Het eerste Citroën voertuig
André Citroën werd geboren in Frankrijk in 1878 en wekte voor enige tijd in de autofabriek Mors. In 1905, op 27-jarige leeftijd, richtte hij een tandwielfabriek op en in 1913 een bijkomende fabriek voor de vervaardiging van carburatoren. Zijn grote passie was de serieproductie; dit is waarom de eerste auto van Citroën na de eerste wereldoorlog meteen in serieproductie ging in 1919. Na de eerste productie van een passagierswagen met transportband door Henry Ford in de VS, was Citroën de eerste fabrikant om dit in Europa toe te passen. Het model Type A was dus het eerste Europese voertuig dat geproduceerd werd op een transportband.

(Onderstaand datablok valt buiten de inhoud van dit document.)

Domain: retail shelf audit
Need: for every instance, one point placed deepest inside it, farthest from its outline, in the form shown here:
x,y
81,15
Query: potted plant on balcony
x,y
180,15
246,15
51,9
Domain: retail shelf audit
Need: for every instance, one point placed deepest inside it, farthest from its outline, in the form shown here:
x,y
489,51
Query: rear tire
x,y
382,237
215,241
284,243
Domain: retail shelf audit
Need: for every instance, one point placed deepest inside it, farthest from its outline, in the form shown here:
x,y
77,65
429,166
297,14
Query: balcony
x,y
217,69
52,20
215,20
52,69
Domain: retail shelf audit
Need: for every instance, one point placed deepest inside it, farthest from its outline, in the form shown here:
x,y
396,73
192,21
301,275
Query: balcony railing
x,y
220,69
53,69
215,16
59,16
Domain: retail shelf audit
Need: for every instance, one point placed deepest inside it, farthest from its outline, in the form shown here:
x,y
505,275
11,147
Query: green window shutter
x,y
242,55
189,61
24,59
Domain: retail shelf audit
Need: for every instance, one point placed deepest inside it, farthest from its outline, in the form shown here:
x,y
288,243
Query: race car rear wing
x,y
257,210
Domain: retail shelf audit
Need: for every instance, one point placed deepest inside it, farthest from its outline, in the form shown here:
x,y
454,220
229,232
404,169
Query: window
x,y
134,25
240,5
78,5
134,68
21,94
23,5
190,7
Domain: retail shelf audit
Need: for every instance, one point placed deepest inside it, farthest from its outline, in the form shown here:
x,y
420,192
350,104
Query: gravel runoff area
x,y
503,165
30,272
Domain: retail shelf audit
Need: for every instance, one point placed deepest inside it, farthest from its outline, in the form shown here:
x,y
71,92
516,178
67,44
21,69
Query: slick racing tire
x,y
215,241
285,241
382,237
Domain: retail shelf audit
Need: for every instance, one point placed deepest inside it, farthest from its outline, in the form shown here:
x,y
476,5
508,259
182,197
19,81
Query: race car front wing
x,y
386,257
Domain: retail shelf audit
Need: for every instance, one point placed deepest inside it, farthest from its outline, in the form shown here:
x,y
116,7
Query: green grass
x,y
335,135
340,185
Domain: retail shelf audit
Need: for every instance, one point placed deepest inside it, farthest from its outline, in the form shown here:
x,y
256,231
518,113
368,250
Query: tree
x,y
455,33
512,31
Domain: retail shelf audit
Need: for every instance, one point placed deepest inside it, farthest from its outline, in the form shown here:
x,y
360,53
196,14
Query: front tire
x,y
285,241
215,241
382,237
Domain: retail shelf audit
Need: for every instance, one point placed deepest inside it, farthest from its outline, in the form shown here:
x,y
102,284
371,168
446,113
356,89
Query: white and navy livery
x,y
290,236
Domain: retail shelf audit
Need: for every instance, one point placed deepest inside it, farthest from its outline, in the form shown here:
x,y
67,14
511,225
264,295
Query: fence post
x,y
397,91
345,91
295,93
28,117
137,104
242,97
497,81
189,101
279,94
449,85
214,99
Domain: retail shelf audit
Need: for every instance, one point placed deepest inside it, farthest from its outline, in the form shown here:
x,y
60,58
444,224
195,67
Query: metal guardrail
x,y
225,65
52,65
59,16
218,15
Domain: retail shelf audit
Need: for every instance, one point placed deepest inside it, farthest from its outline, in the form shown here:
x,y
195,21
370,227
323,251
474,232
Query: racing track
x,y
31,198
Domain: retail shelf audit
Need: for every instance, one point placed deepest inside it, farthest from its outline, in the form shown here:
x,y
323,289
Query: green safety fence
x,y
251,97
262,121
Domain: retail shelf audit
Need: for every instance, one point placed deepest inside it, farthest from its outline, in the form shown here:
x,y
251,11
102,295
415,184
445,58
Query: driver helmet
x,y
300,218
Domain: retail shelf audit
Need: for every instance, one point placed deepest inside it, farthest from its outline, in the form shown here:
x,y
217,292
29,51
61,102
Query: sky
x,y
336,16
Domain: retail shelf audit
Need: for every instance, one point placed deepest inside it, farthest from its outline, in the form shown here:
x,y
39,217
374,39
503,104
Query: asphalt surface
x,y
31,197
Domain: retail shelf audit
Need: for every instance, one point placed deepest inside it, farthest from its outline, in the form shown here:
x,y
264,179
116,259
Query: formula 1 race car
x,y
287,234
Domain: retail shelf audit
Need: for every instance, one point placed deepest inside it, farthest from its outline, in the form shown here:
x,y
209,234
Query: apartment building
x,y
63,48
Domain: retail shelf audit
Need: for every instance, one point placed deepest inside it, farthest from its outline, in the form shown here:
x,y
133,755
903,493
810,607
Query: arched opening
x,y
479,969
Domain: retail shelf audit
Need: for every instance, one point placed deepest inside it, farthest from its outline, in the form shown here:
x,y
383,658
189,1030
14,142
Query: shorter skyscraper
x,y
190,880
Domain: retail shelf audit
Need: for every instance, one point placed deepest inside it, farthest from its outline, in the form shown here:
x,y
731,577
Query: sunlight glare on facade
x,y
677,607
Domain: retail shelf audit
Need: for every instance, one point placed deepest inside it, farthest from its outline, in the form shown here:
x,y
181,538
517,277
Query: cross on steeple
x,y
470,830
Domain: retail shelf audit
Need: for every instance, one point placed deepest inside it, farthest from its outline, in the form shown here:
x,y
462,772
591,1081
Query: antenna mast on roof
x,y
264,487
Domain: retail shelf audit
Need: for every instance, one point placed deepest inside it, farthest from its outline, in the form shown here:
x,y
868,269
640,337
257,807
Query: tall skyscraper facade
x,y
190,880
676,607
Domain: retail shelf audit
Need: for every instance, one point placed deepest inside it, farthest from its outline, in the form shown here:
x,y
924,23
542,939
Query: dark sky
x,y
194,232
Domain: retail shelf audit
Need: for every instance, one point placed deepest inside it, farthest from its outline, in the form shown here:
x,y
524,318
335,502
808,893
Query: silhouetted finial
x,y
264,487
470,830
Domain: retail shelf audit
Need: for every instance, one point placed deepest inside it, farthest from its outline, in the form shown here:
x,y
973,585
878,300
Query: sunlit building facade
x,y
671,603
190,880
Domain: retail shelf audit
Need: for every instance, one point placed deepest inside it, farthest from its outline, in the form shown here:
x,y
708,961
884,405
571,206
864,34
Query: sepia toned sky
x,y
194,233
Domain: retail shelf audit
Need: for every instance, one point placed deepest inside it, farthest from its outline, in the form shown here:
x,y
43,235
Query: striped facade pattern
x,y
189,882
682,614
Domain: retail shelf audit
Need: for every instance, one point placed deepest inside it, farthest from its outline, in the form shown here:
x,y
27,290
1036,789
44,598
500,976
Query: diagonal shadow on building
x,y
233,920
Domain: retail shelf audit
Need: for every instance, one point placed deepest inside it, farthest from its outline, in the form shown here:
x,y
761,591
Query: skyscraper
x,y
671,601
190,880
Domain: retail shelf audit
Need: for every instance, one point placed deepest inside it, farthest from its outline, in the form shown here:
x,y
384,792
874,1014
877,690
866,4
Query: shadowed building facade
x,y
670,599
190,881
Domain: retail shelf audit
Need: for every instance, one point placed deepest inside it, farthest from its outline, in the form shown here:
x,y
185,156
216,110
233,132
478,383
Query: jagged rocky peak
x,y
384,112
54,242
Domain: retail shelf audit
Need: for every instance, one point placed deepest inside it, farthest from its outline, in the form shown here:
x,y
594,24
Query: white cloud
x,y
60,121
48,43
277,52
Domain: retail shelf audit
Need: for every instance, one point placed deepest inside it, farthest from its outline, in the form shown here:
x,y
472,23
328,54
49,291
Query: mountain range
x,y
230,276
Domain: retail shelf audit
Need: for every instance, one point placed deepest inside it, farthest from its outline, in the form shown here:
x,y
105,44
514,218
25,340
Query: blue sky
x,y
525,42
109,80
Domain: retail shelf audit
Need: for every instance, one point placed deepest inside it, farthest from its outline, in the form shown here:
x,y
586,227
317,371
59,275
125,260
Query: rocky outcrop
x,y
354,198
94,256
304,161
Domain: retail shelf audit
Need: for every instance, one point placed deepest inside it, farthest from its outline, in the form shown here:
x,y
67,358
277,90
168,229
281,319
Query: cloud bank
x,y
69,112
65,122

Wereldrecords ondanks de financiële tegenspoed
De viercilinder motor met een vermogen van 10 PS werd gebouwd in zes verschillende carrosserieën. Reeds in het eerste jaar, van juni tot december 1919, werd er een totaal van 2500 wagens geleverd. In het jaar daarop, in 1920, werden er al 20.200 auto's geproduceerd! In de daarop volgende jaren was de producent erg succesvol en slaagde er op dat moment in 106 wereldrecords te breken. De voertuigen waren populaire wagens voor het gewone volk in Frankrijk. Tijdens het verloop van de economische crisis in 1929, kende de groep financiële moeilijkheden en was gedwongen om het bedrijf Michelin erbij te betrekken. Met vernieuwde krachten werd de Traction Avant Type 7 ontwikkeld, de een revolutie veroorzaakte in de auto-industrie. Deze verschilde volledig van de geproduceerde voertuigen van die tijd, aangezien dit het eerste voertuig was met een zelfdragende carrosserie, de eerste wagen met voorwielaandrijving en een ophanging met koppelstangen ter wereld.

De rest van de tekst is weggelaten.